What is the significance of harvest festival?

14/10/19What is the significance of harvest festival?

Did you know that the word harvest has evolved from the old English word hærfest, which actually meant autumn? Harvest festivals have long been celebrated in Britain at the end of September or in early October, on the Sunday nearest the harvest moon, which is the full moon that occurs closest to the autumn equinox.

Feasting on a harvest supper

Since ancient times, gathering the harvest has been a vitally important event in the agricultural year and whole communities would turn out to bring the harvest home, since their lives absolutely depended on a successful harvest. A harvest supper was held once the last of the harvest was brought back to the farm. One local tradition in Shropshire in the early 1800s was the ‘old sow’s’ visit, when 2 men dressed up in sacks filled with gorse, which scratched anyone who got in their way!

Final sheaf of corn

Harvest festivals are these days strongly associated with church services, but the tradition goes back much further than Christianity. The final sheaves of corn had special significance as they were believed to embody the corn’s spirit. So as not to anger the spirit, sometimes known as the ‘Maiden’, the ‘Neck’ or the ‘Mare’, reapers would line up throw their sickles from a distance so it was not clear whose sickle was responsible for the final cut. In our nearby Welsh Borders the final sheaves would be tied into four bunches, representing a horse’s legs before the sickle throwing started. Dating back to Saxon times, the final sheaf would be turned into a corn doll. Placed on the table during the harvest supper, they were kept until the following spring in the belief that this would encourage a good harvest the following year.

Apple festivals are still celebrated widely at this time of year, and luckily for us the tradition of an Apple Day is particularly strong in our local counties of Shropshire and Staffordshire, where many rare and traditional varieties of apples are still found.

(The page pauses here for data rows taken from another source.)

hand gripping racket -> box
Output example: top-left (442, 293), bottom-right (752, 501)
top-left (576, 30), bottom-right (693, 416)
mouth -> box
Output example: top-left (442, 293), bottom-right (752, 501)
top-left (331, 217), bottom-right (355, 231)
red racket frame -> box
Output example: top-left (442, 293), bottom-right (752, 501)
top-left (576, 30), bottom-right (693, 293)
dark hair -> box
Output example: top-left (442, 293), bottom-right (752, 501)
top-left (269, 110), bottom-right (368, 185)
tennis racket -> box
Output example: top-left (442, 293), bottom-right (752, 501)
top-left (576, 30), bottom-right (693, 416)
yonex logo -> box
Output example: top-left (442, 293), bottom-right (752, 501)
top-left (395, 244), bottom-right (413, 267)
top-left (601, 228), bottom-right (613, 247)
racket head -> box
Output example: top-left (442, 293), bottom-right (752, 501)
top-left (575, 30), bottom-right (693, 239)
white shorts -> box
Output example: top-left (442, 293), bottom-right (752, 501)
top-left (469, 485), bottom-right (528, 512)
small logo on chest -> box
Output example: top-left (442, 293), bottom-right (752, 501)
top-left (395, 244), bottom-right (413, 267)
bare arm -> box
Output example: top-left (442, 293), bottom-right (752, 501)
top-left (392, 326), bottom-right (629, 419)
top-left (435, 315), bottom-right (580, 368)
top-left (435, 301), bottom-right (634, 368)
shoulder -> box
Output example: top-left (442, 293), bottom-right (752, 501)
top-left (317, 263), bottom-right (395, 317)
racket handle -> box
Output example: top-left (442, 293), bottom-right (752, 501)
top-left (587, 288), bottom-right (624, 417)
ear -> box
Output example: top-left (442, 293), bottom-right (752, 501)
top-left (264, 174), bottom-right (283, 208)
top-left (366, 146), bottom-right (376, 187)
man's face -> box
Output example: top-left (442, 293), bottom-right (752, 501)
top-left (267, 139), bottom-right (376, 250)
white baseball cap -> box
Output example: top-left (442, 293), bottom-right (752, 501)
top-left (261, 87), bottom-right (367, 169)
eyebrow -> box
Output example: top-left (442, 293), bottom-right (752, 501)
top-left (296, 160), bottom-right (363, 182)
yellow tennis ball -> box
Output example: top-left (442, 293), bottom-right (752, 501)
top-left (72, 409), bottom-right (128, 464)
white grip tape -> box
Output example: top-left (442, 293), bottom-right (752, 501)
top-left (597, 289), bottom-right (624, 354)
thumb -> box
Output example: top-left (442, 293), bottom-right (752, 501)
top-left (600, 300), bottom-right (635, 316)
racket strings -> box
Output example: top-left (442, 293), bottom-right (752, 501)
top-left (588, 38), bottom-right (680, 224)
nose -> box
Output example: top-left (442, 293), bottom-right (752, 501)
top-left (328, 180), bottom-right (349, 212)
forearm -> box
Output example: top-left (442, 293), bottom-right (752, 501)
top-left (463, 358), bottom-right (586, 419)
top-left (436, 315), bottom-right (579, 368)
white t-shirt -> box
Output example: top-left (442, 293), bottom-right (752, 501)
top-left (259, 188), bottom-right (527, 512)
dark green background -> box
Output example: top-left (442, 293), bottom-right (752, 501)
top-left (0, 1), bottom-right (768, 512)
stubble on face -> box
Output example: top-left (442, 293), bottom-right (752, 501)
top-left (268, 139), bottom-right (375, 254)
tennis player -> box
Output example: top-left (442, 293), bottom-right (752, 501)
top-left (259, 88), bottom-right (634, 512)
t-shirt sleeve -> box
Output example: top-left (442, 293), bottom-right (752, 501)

These days, far fewer people work on the land to make a living and technology has reduced in some ways our reliance on the seasons. As a result, it would be all too easy for these old traditions to be forgotten. Fortunately, with their roots steeped in ancient folklore, harvest festivals still play an important role in our lives, particularly in rural communities, even though their function is more social now than anything else.